Roerend in een kopje thee: „Ze hebben me uitgelachen toen ik zei dat ik tot de overtuiging was gekomen niet met de kerk te mogen breken. Maar dat doet me niets. Mag ik dat zo zeggen? Ik krijg nog wel steeds tranen in m’n ogen als ik bedenk dat mensen met wie er zo’n geestelijke band was, uit de gemeente weg zijn. Pijn, verdriet. Er is een gat geslagen. Maar de Heere breekt én Hij bouwt. Dat mogen we óók ervaren. Dat er mensen tot geloof komen, dat gemeenten toch weer opbloeien.”

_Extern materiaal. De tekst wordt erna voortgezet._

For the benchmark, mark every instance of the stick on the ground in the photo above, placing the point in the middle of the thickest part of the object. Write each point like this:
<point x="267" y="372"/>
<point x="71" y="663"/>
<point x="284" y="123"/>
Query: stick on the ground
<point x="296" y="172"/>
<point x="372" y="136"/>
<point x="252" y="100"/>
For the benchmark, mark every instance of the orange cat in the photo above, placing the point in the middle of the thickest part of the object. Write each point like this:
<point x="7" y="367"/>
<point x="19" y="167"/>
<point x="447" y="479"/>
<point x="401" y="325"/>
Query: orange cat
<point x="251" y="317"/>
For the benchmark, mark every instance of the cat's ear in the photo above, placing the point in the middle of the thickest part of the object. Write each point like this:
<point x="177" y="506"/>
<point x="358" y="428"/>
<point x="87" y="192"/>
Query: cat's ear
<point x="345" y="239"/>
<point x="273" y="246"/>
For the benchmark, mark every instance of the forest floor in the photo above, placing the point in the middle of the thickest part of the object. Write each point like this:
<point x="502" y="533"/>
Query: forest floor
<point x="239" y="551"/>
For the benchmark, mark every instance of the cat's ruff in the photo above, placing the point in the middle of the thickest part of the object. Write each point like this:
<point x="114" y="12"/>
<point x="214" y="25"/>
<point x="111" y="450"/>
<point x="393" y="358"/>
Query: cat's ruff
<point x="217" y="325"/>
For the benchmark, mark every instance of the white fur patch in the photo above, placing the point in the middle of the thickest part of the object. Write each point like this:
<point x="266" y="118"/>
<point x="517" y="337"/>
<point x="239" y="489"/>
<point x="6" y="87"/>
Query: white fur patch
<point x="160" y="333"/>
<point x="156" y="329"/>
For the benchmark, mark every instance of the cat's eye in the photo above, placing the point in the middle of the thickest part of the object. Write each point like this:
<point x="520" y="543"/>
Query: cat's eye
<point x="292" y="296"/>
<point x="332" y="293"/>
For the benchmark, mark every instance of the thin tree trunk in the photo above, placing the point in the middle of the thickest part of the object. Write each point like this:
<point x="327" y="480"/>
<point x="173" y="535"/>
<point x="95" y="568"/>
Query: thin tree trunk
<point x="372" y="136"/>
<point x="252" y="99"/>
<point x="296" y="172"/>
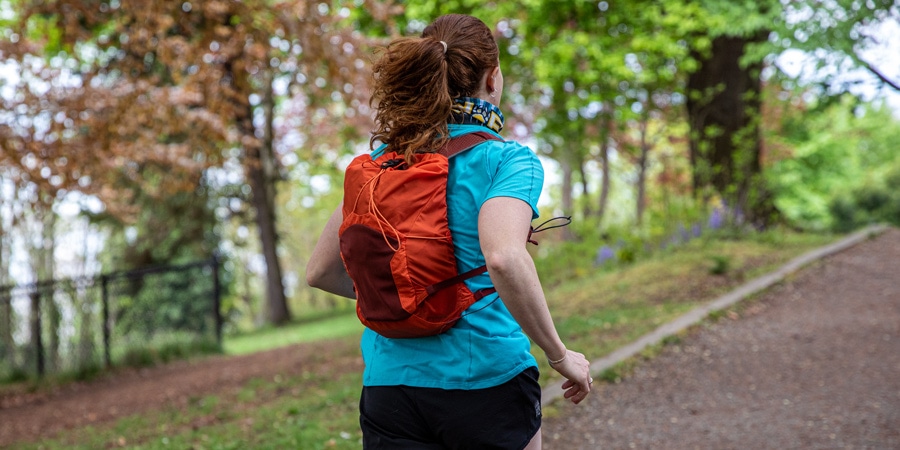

Hij kijkt naar buiten, door het grote raam, over de grauwe zee. „Ik ben minder parmantig, milder geworden. Door alles heen is dat parmantige eraf gegaan. Dat is verrijkend, hoor. In een gemeente waar de scheuring tot m’n grote verdriet ook diepe sporen heeft getrokken, heb ik de laatste keer dat ik er was de broeders na de preek in de consistorie toegesproken. De kerkenraad was nog één, toen. Het gaat er nu niet om wat ik daar gezegd heb, maar afsluitend zei ik: „Broeders, wie in Hem gelooft, zal niet beschaamd worden.” En toen ben ik weggegaan, met m’n togakoffertje. Maar in het portaal dacht ik: Ik moet nog een keer terug en het ze nog eens zeggen. Ik deed de deur weer open en zei: „Hebben jullie ’t begrepen, broeders?” Ze knikten. Toen heb ik het nog een keer gezegd, met m’n hand op de deurkruk: „Broeders, wie in Hem gelooft, zal niet beschaamd worden.” Dat is het: geloof, vertrouwen op de God van het Woord. Al ben je dan alles kwijt, dan is dat toch genoeg. Daarom alleen heb ik hoop voor de PKN. Hebben we nog wel recht zicht op de velden die er in de kerk zijn om te zaaien en om te oogsten? Open de Schriften, dominees. Schaam je niet voor je kerk, maar predik het Woord. Daar rust zegen op. Daarop alleen.”